Love and Tiraera in the Industry

‘Solo Tu Y Yo’ is a love song. What particularities do you think the urban genre has to transmit feelings of love through this music?

In my case, I believe that in the genre, my forte is reflecting situations that can happen to everyone, and that’s why I lean towards the romantic. I like how people who listen to me can identify with my music.

Just like singing about love, urban music is the ideal genre to convey strong feelings of anger and venting. We have already seen it with artists like Shakira, Karol G, and even Anuel recently. What do you think is the importance of ‘tiraera’ in the genre?

The urban genre, including rap, was born from ‘tiraera.’ It originated from freestyle and throwing beef in the streets. So, it is challenging to imagine the genre without ‘tiraera.’ It’s rooted in the competitiveness of determining ‘who is the best.’ As long as there is respect and it doesn’t become personal… I appreciate it when it becomes a way to showcase talent.

Do you think artists should avoid getting personal?

Well, in this case, as you mentioned with Shakira, Karol G, and others, I see it as a way of venting. As artists, we often write based on a person or a specific situation. If you feel that the song resonates with you and communicates something heartfelt to the fans… then it is also valid.
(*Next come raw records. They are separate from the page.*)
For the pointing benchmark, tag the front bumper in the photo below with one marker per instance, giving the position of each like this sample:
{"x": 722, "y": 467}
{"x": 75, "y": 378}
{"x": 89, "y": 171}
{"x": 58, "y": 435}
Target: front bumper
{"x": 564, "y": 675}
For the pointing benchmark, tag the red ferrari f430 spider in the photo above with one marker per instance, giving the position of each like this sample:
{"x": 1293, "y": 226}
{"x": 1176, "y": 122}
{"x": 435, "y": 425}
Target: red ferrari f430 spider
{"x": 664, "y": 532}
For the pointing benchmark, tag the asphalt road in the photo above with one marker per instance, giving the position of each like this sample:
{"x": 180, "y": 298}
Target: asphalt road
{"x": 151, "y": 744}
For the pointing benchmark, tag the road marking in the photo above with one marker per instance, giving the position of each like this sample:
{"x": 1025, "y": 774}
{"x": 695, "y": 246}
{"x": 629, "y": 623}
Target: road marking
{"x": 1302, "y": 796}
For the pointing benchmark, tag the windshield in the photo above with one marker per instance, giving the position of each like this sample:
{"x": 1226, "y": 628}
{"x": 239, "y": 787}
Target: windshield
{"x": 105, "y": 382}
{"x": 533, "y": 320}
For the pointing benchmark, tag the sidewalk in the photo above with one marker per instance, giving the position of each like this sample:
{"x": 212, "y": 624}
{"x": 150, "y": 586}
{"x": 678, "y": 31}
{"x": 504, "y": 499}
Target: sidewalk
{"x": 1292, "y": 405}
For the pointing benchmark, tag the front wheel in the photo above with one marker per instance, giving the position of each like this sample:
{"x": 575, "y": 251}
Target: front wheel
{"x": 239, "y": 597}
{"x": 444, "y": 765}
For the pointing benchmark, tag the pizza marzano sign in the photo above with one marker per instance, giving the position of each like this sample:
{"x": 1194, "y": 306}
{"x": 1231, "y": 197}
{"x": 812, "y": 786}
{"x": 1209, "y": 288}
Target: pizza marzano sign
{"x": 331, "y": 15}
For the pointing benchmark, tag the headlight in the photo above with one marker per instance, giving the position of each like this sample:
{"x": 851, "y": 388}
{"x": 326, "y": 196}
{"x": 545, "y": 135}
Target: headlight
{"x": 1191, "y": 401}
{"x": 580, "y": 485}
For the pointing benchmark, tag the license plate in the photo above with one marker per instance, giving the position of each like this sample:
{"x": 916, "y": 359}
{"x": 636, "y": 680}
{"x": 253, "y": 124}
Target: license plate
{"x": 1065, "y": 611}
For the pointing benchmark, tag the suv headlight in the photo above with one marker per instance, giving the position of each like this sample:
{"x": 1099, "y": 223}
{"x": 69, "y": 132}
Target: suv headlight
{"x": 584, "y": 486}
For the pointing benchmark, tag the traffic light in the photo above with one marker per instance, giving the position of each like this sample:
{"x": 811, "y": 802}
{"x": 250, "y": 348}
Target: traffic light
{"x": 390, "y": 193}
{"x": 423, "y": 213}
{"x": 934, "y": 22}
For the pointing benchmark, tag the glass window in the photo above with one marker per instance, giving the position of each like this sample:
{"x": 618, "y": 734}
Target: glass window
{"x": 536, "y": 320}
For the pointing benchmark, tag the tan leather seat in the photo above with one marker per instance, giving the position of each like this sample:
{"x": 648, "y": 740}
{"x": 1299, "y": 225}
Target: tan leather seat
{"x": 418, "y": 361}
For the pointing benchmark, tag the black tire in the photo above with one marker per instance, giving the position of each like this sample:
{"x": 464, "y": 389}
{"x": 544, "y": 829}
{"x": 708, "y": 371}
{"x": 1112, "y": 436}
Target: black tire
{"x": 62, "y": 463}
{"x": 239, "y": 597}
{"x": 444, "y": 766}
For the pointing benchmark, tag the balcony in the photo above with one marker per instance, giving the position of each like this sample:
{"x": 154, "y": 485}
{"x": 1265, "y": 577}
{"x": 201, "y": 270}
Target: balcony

Road to Success: From the Conservatory to Shaking the Urban Genre

You began to take an interest in music at a very young age, when you were only 4 years old. Where did you get the desire to experiment artistically?

I was born with it. Since I was a child, as far back as I can remember, I always had a liking for music. My parents enrolled me in the National Conservatory of the Dominican Republic, and I spent almost 10 years studying piano. I always enjoyed it, but coming from a neighborhood, I was influenced by the urban scene.

I saw my friends in the neighborhood rapping and singing, and it fascinated me. In the Conservatory, the focus was more on classical music like Beethoven and Mozart. I thought, ‘Okay, I love music, but I’m drawn to what I see in the neighborhood.’ Gradually, I was influenced until I embraced the urban genre.

Your style is a unique mix of hip-hop, R&B, and other genres. What elements or experiences have shaped your style?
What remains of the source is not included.